Los Angeles

Cub Scouts Collect Nearly 600 Sleeping Bags for Homeless Veterans

Hundreds of sleeping bags were donated from cities around the world.

Cub Scouts from Calabasas delivered nearly 600 sleeping bags they collected for homeless veterans on Wednesday.

The Cub Scouts, part of Pack 333 from Calabasas, started their drive for sleeping bags after they organized a collection drive in October for disabled veterans, some of which were homeless.
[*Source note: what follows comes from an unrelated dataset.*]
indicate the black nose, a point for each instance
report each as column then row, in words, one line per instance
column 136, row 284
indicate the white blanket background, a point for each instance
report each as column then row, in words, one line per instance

They found the number one request from veterans was for sleeping bags, but they only had five sleeping bags to give.

Inspired by their request, Den Leader Steven Rude and his 8-year-old son Aleksander spearheaded "Operation Sleeping Bag," hoping to collect 500 sleeping bags for homeless veterans.

Initially some people thought their goal was too high, Rude said, but most of the pack got involved and a group of Cub Scouts presented 594 sleeping bags to the Veterans Administration in Westwood Wednesday.

In addition to the sleeping bags, they collected about 400 notes from children living in local cities including Westwood, Calabasas and Valencia that will remind veterans that they did a good job and they are not forgotten, Rude said.

The notes also included the phone number for a suicide crisis hotline, because the Cub Scouts recognized that was an issue among homeless veterans after they "were told that many homeless veterans were depressed and wanted to die from all the bad things they saw," Rude said.

Earlier this month, the Los Angeles Times reported over 1,200 homeless veterans still live on the streets in Los Angeles.

In 2016, data from the Greater Los Angeles Homeless Count indicated a 30 percent decrease in homeless veterans living in Los Angeles County, which included data from Glendale, Long Beach and Pasadena, according to the Los Angeles Homeless Services Authority. The report from LAHSA also indicated homelessness in Los Angeles County rose 5.7 percent from 2015 to 2016.

As word of Operation Sleeping Bag spread on social media, sleeping bags were donated from Calabasas and the greater Los Angeles area, but also from places around the world including Berlin, London, New York City and New Orleans.

"It's pretty amazing how it all got so big," Rude said.

At the presentation Wednesday, Rude's son Aleksander and another Cub Scout were awarded with a certificate from the Veteran's Administration, and he and four other boys also received a certificate of recognization from Mayor Eric Garcetti.